Boogie Nights
Writer and director Paul Thomas Anderson
and actress Heather Graham
INTERVIEW | Serena Donadoni
The full title of writer and director Paul Thomas Anderson's
second film, Boogie Nights: The Life of a Dreamer,
The Days of a Business and the Nights in Between, is as ambitious
as the end result. Weaving together the lives of a dozen characters — each
one intrinsically linked to the others in a hedonistic morality tale
— Anderson brings an epic sweep to the story of a distinctive subculture:
the southern California porn film industry, circa 1977-84.
"It is ambitious," says the 27-year-old Anderson
at the 1997 Toronto International Film Festival where Boogie
Nights tied
L.A. Confidential as the critics favorite film, sharing the Metro Media
Award.
"I just went for it," he adds, "I'd rather
sink with trying to tackle all of these things and a great idea than
just swim with trying to keep it simple."
Like his first film, the little-seen gem Hard
Eight aka Sydney (1996), about a mysterious professional gambler and his protégé,
Boogie Nights is character-driven. Anderson began writing
this fictional look at the porn industry "as a kind of documentary,
not as a straight narrative."
"I had all these lives mapped out pretty extensively," he
explains. That first script formed an detailed "book of information" which
he then adapted into the shooting script.
The two hour and forty minute running time of Boogie
Nights encompasses a few heady years in the porn industry, which is portrayed
as a mirror image of Hollywood, complete with a star system hierarchy
and fawning award shows.
Anderson theorizes that in 1977, the sexual revolution
and the pleasure principle had filtered into American culture to such
an extent that porn was on the verge of going as mainstream as disco.
By 1984, however, this enthusiastic future "was snuffed out by a
technological advancement called videotape."
"Something that video did, not just in porno but
in the other side of the business," he continues, "is it took
away the certain mythology of the movie star. With video, anybody can
make a porno movie now for nothing."
The time when porn stars like John Holmes, Marilyn Chambers
and Linda Lovelace were household names — even to people that didn't
actually see their movies — was replaced by an anything-goes glut of
amateur videos, turning the emphasis from mythology to mechanics.
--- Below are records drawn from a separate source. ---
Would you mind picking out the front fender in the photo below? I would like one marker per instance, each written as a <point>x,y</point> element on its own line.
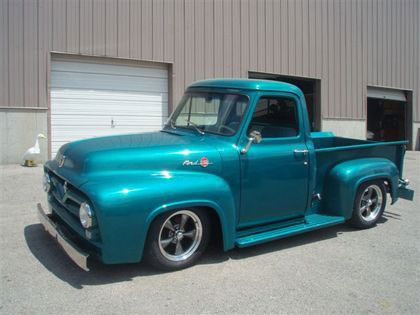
<point>126,205</point>
<point>343,179</point>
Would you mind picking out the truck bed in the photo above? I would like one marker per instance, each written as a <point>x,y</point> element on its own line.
<point>331,150</point>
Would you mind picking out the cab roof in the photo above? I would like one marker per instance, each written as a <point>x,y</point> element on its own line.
<point>248,84</point>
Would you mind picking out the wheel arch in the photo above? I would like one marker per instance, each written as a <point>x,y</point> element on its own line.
<point>215,211</point>
<point>345,178</point>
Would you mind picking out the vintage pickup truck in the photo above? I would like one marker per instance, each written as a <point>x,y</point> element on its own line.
<point>236,160</point>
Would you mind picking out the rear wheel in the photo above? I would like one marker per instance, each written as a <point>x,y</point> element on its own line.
<point>178,239</point>
<point>369,204</point>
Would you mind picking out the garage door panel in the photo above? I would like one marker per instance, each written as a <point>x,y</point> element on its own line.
<point>78,94</point>
<point>152,72</point>
<point>98,99</point>
<point>105,120</point>
<point>70,107</point>
<point>91,81</point>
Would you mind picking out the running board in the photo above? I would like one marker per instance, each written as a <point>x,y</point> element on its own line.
<point>312,222</point>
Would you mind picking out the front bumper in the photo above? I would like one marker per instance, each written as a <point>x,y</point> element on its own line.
<point>79,257</point>
<point>403,191</point>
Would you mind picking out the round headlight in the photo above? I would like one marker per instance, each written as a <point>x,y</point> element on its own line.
<point>46,182</point>
<point>85,215</point>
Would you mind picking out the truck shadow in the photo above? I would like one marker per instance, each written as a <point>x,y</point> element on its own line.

"One of the things that I like about the movie is that it's not
judgmental," says actress Heather Graham, who plays nubile porn
star Rollergirl in Boogie Nights, "but at the same time it's realistic
about the ups and downs of that industry."
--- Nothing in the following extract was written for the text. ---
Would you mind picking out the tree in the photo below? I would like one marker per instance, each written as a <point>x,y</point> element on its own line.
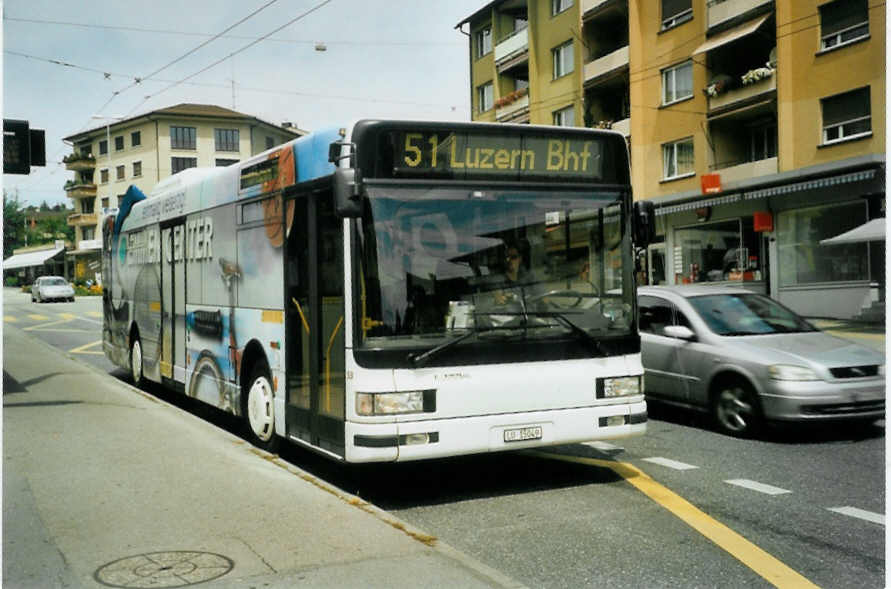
<point>13,223</point>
Rollergirl begins the film as Brandy, a high schooler
who's been branded a slut. Creating a persona from her ever-present roller
skates, she becomes a porn actress and finds herself rewarded for the
same behavior she was once scorned for.
In one of Boogie Nights's key scenes,
Rollergirl cruises around in a limousine with a camera crew, picks up
a frat boy for a filmed quickie, and comes face to face with a few harsh
realities.
"It's a little bit dangerous and kind of scary," said
Graham, "because
this guy comes in and it's not one of the friendly friends who's in the
same boat with you and cares about you and knows you. This guy — this
outsider who doesn't respect them — is like, 'You're shit'."
For Paul Thomas Anderson, this scene highlights one
of the most intriguing aspects of the porn world. In the cloistered and
protective world portrayed in Boogie Nights, the characters involved
in porn have already gone beyond the pale of conventional morality, but
they are constantly drawing their own moral lines in the sand.
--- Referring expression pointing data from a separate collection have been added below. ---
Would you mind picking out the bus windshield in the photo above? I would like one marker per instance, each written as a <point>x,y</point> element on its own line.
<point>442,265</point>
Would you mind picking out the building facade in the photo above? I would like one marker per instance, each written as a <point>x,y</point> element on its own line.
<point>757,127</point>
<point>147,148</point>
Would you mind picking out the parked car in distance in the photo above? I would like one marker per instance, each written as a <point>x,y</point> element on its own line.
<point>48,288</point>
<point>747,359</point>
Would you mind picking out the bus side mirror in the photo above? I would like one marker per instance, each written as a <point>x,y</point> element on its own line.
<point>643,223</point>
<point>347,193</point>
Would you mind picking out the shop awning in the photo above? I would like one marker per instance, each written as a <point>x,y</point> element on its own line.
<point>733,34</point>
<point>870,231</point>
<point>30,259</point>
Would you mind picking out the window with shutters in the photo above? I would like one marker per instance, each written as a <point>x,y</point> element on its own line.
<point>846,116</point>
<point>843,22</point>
When one character is arrested for child pornography,
he is shunned by even his closest friend. "Certainly that's a line
for all of them," says Anderson, whose characters react to this
transgression with: "We have to turn our back on you."
"The thing in the business is you meet these girls," Anderson
explains, "and they'll say, 'Yes, I'll have sex with six guys at
one time,' and that's fine, that's perfectly acceptable, but they won't
have anal sex. You think this is somehow twisted, but they have to set
some boundaries for themselves just to survive. They have to set up that
sort of little moral boundary where they go, 'No, that's the thing that
I cannot do.' Because otherwise they could just get lost so quickly."
Another thing that can get easily lost is the real identity
behind a persona. "They're required to make up a name and make up
a personality," Anderson
says about porn actors, "and there's that wonderful blurry line
between inventing a stage name and being the person who you really are."
Ultimately, Paul Thomas Anderson portrays the porn world
as a kind of circus, where an invented reality replaces the norm. It's
no coincidence then that composer Michael Penn's haunting theme is called "The
Big Top," or that Boogie Nights is dubbed a "P.
T. Anderson Picture." It's the work of a compassionate Barnum, a
true showman in the best sense of the word.